The original image recovered by the interspike time interval in (a), and (b) gives the suppressed results. The gray values of the dark portion in (e) and (f) are magnified four times to display in (g) and (h).

Figure 18

The comparison of column-mean curves of the test images in Figure 17. (c) Original curve and (d) suppressed curve.

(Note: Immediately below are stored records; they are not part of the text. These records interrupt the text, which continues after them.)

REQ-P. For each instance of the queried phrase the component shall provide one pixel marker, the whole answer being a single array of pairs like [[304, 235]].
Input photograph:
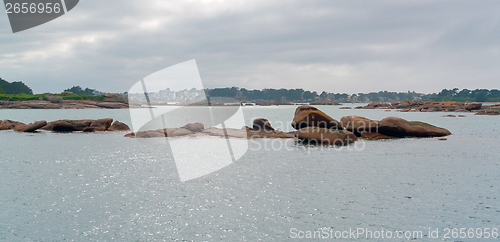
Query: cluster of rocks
[[312, 126], [261, 129], [65, 125], [428, 106]]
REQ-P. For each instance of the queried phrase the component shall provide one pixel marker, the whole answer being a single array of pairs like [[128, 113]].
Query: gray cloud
[[337, 46]]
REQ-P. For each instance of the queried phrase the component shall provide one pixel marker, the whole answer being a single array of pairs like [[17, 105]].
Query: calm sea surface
[[102, 186]]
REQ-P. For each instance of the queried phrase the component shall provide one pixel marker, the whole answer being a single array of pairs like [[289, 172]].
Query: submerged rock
[[473, 106], [399, 127], [32, 127], [318, 135], [262, 124], [9, 124], [119, 126], [309, 116], [357, 124]]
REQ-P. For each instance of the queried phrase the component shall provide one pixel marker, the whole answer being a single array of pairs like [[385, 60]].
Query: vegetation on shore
[[18, 91]]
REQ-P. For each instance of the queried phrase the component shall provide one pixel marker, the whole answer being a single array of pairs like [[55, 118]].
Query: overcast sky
[[336, 46]]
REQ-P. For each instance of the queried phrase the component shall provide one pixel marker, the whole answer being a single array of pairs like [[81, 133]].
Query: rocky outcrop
[[488, 112], [473, 106], [391, 127], [374, 135], [60, 126], [119, 126], [317, 135], [398, 127], [427, 106], [9, 124], [357, 124], [32, 127], [262, 124], [101, 124], [194, 127], [309, 116]]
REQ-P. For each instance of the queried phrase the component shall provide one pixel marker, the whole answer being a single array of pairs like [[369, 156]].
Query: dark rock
[[375, 135], [399, 127], [101, 124], [59, 126]]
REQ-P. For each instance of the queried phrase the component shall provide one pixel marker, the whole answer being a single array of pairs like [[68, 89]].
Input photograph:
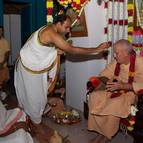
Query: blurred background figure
[[4, 54]]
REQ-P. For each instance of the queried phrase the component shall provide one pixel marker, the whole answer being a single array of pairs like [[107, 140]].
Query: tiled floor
[[78, 133]]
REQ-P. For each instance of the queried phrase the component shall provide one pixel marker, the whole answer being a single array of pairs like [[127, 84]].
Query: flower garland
[[49, 7], [76, 5], [130, 9]]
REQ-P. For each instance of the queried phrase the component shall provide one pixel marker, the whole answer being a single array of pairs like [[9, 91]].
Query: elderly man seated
[[123, 80]]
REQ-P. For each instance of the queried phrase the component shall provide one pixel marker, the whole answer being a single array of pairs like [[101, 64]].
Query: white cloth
[[35, 55], [32, 89], [7, 119]]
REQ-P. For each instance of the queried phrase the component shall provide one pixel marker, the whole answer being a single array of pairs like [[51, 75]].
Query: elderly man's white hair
[[126, 45]]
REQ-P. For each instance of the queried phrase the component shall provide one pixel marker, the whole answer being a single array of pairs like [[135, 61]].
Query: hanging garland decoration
[[130, 19], [76, 5], [116, 22], [49, 8], [139, 10]]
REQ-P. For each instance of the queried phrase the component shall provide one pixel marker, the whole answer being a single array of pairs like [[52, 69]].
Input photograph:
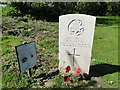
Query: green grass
[[105, 51]]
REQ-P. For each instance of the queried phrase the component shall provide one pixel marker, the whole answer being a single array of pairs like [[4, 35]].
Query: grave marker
[[26, 55], [76, 33]]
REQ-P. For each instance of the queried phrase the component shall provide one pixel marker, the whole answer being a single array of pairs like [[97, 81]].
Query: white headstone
[[76, 32], [26, 54]]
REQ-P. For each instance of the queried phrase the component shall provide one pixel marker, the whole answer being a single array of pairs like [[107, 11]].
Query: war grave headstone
[[76, 33], [26, 54]]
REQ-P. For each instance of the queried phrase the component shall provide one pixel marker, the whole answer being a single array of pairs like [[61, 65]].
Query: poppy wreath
[[67, 69]]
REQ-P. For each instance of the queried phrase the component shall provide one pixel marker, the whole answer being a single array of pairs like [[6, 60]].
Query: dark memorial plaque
[[27, 57]]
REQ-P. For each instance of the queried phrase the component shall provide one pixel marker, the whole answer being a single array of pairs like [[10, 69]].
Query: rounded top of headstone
[[77, 15]]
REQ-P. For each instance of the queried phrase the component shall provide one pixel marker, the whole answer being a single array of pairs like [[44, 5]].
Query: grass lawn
[[104, 61]]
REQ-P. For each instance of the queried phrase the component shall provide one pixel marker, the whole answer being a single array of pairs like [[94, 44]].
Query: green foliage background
[[50, 11]]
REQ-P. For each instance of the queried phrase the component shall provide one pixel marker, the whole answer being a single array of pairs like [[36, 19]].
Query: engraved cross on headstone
[[74, 56]]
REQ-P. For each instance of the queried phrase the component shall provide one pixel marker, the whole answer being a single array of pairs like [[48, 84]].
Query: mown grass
[[45, 35]]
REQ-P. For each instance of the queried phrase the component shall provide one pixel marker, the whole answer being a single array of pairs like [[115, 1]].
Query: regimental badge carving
[[75, 27]]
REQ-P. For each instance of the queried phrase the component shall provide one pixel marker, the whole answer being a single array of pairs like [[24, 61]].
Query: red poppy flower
[[78, 71], [67, 69], [66, 78]]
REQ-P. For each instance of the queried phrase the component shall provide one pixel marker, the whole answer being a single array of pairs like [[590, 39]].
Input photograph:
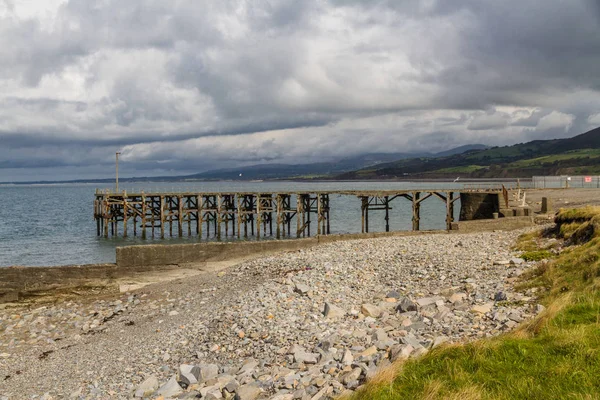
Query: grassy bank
[[555, 356]]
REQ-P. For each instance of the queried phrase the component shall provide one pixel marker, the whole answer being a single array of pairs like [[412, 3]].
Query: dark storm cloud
[[198, 84]]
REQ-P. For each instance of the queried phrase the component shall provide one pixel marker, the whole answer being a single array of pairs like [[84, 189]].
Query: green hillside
[[577, 155]]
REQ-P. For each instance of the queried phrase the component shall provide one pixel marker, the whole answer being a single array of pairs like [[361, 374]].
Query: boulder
[[147, 387], [370, 310], [333, 312]]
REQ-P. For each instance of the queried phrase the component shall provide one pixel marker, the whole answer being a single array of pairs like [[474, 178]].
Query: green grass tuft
[[537, 255]]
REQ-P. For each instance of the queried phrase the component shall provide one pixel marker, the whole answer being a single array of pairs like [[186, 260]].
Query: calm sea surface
[[54, 225]]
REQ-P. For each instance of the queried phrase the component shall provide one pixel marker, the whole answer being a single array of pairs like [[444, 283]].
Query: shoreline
[[260, 323], [147, 264]]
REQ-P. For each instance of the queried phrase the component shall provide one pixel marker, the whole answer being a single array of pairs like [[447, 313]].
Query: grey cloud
[[346, 76]]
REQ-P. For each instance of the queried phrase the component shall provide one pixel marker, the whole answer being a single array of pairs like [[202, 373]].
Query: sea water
[[53, 224]]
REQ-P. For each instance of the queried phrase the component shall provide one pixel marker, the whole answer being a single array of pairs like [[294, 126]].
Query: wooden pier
[[279, 215]]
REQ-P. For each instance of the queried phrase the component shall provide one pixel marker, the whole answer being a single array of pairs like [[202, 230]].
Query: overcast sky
[[183, 86]]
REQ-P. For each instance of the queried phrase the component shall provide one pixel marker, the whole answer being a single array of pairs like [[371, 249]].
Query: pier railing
[[244, 214]]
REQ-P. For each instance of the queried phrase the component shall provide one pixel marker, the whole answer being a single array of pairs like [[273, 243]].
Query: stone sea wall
[[24, 280]]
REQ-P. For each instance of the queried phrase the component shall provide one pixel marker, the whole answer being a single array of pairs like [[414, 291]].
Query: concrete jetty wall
[[19, 281]]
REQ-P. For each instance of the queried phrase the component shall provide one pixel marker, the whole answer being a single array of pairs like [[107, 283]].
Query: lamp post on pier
[[117, 171]]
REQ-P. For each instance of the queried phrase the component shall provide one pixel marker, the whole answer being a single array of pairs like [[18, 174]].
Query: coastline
[[246, 319]]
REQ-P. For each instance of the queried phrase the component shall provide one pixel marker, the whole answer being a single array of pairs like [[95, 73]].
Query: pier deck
[[244, 214]]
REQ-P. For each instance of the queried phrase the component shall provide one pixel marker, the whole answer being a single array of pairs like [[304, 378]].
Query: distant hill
[[573, 156], [318, 170]]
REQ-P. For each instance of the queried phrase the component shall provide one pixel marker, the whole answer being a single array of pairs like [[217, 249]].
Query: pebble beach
[[309, 324]]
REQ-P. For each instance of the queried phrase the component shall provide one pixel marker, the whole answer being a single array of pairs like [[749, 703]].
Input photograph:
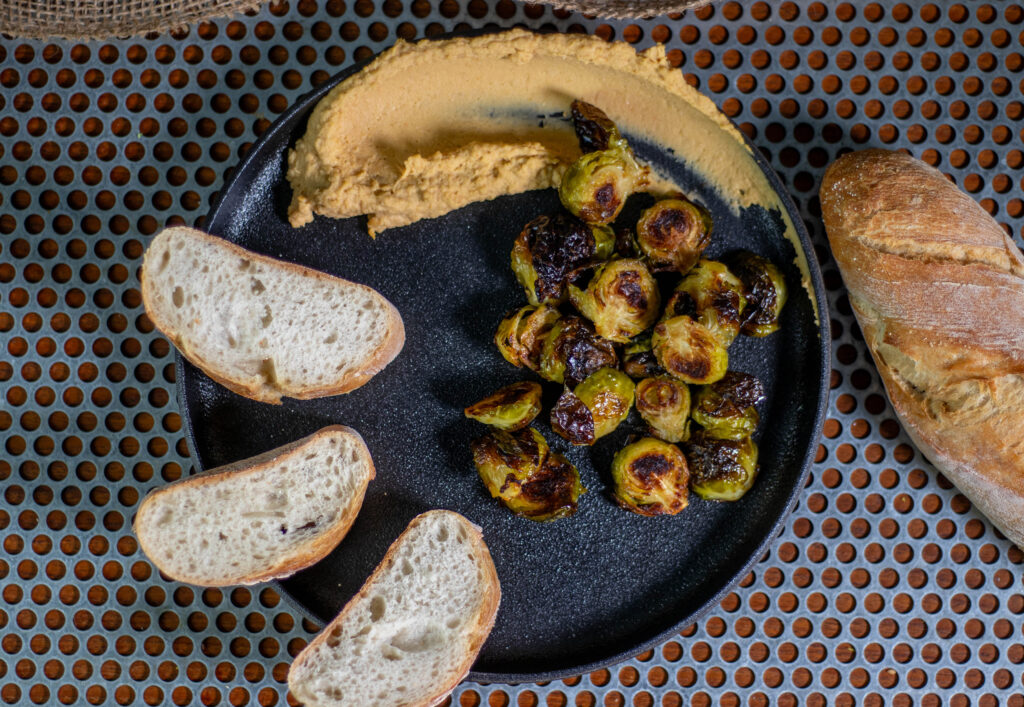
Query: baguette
[[938, 289], [413, 631], [261, 327], [259, 518]]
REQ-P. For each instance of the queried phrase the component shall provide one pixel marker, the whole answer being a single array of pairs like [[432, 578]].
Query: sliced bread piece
[[261, 327], [412, 633], [258, 518]]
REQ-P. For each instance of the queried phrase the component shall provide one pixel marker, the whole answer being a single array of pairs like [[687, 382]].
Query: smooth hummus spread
[[429, 127]]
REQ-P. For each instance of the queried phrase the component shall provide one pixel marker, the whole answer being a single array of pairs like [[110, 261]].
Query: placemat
[[885, 588]]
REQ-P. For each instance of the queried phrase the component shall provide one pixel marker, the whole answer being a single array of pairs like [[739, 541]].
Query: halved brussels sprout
[[638, 359], [689, 350], [650, 477], [721, 469], [608, 394], [571, 419], [622, 299], [712, 295], [673, 233], [571, 351], [550, 494], [552, 250], [596, 185], [512, 407], [664, 403], [517, 469], [765, 290], [507, 336], [532, 332], [726, 408], [594, 129]]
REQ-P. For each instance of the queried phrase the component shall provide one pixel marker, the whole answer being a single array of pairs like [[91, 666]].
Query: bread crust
[[257, 387], [311, 552], [938, 289], [478, 632]]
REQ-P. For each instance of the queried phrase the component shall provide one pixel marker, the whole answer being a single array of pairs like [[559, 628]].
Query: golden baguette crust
[[938, 289], [311, 552], [478, 631], [257, 387]]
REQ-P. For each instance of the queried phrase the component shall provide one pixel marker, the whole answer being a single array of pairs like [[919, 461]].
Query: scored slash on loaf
[[938, 290], [261, 327], [259, 518], [413, 631]]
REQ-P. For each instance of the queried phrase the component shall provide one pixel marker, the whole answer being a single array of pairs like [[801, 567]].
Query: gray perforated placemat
[[885, 588]]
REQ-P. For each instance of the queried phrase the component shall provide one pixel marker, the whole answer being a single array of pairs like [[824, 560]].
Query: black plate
[[578, 593]]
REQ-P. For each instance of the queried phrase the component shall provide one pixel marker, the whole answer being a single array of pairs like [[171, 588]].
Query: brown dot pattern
[[885, 588]]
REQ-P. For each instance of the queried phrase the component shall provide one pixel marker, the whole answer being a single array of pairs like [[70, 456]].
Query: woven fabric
[[104, 18]]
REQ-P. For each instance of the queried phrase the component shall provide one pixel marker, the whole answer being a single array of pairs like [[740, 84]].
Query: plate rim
[[307, 101]]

To verify the influence of time mismatch results from the synchronous readout, an image shown in Figure 19 is captured under the dark condition. To observe the image visually, the gray value is strengthened as well. Figure 20 shows the column-mean curves of the images in Figure 19b,d. The original curve marked with ellipses fluctuates, and the suppressed curve is smooth. The results illustrate the suppression of non-ideal factors under the dark light condition.

Figure 19

The images restore by the interspike time interval under the dark condition in (a). (c) Gives the result suppressed by the calibration algorithm. (b) and (d) are the reinforced results corresponding to (a) and (c), respectively. The gray values of the whole image are magnified four times to display.

Figure 20

The column-mean curves of (a) the original image in Figure 19b and (b) suppressed image in Figure 19d.

5. Conclusions

In the spike-based pixel structure, the non-ideal factors and their influences in the time domain have been discussed clearly in this paper. To suppress their effects, different correction coefficients were proposed. To verify the correctness of the analysis and the calibration algorithm, a system based on this imager of 250 (V) × 400 (H) pixels has been built. Experimental results show that the proposed calibration algorithm suppresses the effect of non-uniformity effectively when the image is recovered by spike frequency. In the uniform light and scene graph test, the effectiveness of the calibration algorithm can be verified. Recovering the image information by the interspike time interval is desired at high speed applications. The correction effect of scene graphs proves that the shorter the discharging time is, the worse the calibration algorithm will be because of the time mismatch and temporal noise.

Further research includes the PRNU elimination in the spike-based image sensor by hardware and photodiode optimization to reduce the effect of the dark current. The author will do further research on this kind of image sensor.